Par où commencer ? Tout d'abord, Gérard est un luthier spécialisé en guitares cordes nylon d'étude et de concert dont vous pouvez retrouver plusieurs articles tout en bas de cette page.
Pourquoi Audirac se met-il à la corde acier ?
Je ne suis pas complètement étranger à cette question puisque je n'ai cessé de lui demander de réaliser un modèle folk depuis que nous nous sommes rencontrés à Montréal en 2010. Je savais qu'il en avait déjà réalisé un il y a plusieurs années que je n'ai pu essayer et ma curiosité a été à son comble lorsque j'ai assité à la naissance de son modèle double bouches à cordes nylon.
Ses premiers pas avec la corde acier pour la double bouches
ont été réalisés sur un modèle hybride.
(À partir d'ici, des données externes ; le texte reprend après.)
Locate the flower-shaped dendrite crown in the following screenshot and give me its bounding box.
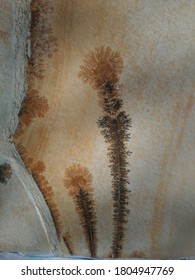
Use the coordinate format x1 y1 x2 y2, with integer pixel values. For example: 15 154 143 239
64 164 93 196
79 46 124 91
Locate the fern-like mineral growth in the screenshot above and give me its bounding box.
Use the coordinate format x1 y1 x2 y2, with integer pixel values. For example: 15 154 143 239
0 163 12 184
79 46 131 258
29 0 58 79
14 89 49 139
17 144 62 237
13 0 56 140
64 164 97 258
17 89 49 131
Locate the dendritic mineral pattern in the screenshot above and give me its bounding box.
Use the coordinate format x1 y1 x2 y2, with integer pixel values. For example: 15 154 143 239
2 0 193 259
0 163 12 184
64 164 98 258
13 0 57 140
79 47 131 258
17 144 62 238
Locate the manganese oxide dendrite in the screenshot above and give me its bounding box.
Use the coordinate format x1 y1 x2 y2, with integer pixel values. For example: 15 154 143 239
79 46 131 258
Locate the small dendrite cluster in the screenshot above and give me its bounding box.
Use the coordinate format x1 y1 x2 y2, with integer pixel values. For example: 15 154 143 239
0 163 12 184
79 46 131 258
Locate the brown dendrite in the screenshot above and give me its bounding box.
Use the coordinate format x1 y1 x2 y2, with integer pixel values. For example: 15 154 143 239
17 144 62 237
64 164 97 258
63 231 76 255
79 46 131 258
79 46 123 93
0 163 12 184
14 89 49 139
13 0 57 140
29 0 58 79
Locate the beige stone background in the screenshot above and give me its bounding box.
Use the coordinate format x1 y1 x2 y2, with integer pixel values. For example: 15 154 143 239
0 0 195 258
Guitare que l'on peut monter soit avec des cordes acier soit avec des cordes nylon et que vous pouvez entendre et voir dans cet article.
Ce modèle m'a déjà impressionné par sa sonorité mais ne convient pas à un confort de jeu de type folk compte tenu de la largeur du manche qui reste un manche de guitare classique même s'il est moins large et de l'action haute des cordes.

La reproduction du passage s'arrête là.